Following on from something that sonicii posted in another thread about towing with a V37 hybrid, I recently had an issue with mine, and thought I'd share.
As someone else worked out, I'm not in Australia, I'm in New Zealand. A the end of August I did a road trip around the south island. Started from home in Wellington, jumped on the ferry to the South Island (Bluebridge), drove down to Christchurch, a bit of time there, down to Dunedin for some family stuff, then back up to Christchurch of the night, Picton, and got the ferry back to Wellington. Amazing road trip, a heap of fun. The cruise control + active lane control + all the other sensors made it pretty much self-drive along the Canterbury Plains. I love driving in the South Island so much more than the North Island. The car went amazing, other than 'the issue'.
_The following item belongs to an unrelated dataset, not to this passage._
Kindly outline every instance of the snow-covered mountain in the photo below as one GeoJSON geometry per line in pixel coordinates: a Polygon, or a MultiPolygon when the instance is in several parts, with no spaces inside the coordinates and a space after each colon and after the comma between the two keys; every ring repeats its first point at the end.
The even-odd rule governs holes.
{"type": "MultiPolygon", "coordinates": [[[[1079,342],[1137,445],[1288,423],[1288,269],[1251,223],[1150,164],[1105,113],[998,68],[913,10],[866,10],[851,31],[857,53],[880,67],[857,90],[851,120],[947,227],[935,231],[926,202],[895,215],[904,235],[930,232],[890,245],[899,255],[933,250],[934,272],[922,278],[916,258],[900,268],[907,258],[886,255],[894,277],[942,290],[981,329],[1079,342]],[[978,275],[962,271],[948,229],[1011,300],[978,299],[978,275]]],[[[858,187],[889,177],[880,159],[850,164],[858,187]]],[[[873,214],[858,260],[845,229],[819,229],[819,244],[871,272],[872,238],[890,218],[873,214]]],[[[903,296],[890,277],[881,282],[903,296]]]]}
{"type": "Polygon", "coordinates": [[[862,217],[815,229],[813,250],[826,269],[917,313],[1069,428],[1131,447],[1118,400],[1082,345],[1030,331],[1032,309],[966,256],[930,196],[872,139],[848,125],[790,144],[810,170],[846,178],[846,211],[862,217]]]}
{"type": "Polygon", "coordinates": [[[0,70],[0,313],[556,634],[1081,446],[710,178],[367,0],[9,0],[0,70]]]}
On the return ferry trip back to Wellington, we looked around Picton, then driving through the port slowly, the car was running on batteries the whole time, so by the time we got to the ferry, the batteries were pretty much flat. Once we start driving up the ramp onto the ferry, the tread on the car ramps is very rough, and my poor sports suspension wasn't a fan of it, so we're driving pretty slow. Then we're directed up to the top deck, which has a pretty long, steep ramp, up past the other decks, all the way to the outside of the ship. By this stage, we're going about 2kmh, batteries are flat, car is doing that odd 'labouring the petrol engine while running on electric' that it sometimes does on the motorway on ramp in heavy traffic. As we're getting to the top of the big ramp, a caution light comes on, the display in the dash tell us that the hybrid system has over heated and we need to stop. At this point we're about 5m from the top of the narrow ramp, so all we can really do is keep going. About 5 seconds after we get to the top of the ramp, the warning lights went away, the message is gone, and everything is fine.
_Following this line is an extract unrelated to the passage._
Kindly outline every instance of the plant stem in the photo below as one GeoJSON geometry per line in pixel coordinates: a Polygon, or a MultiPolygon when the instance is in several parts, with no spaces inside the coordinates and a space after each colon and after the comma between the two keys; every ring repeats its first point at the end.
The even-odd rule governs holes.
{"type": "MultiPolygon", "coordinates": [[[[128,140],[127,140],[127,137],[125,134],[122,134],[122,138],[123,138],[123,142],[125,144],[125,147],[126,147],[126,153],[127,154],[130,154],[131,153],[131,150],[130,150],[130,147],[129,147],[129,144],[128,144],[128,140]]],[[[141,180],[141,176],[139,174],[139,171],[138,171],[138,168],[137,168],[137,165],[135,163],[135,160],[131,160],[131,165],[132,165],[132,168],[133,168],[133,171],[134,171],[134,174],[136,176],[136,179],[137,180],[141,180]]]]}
Now, what sonicii posted is "These cars don't have a torque converter in the transmission and rely on the low/reverse brake to act as a clutch at very low speeds (lower than idle speeds in 1st gear) and they don't like to slip for extended periods." I'm guessing that for that low speed it's actually just charging up the battery, using 100% electric for moving the car, and I can see how doing that for 5+ minutes constantly would cause things to heat up pretty quickly. Add in low air movement, and being inside a ship, this all starts to make sense.
When we headed south on the same ferry, we were on a lower deck, and were running on the electric motors for a shorter period that I don't think we ran into that issue. I've since worked out that if I leave the car in Standard, slide the transmission into tiptronic mode it pretty much makes the petrol engine behave as a stop start mode, meaning that the low speed in the dock would have used the petrol engine, so the batteries had some juice in them once we got into the ship. Also opening the drivers door with the car running starts petrol engine, but will only charge the batteries up to 50% and then stop the petrol engine; while waiting to disembark, I had the door open to charge the batteries back up.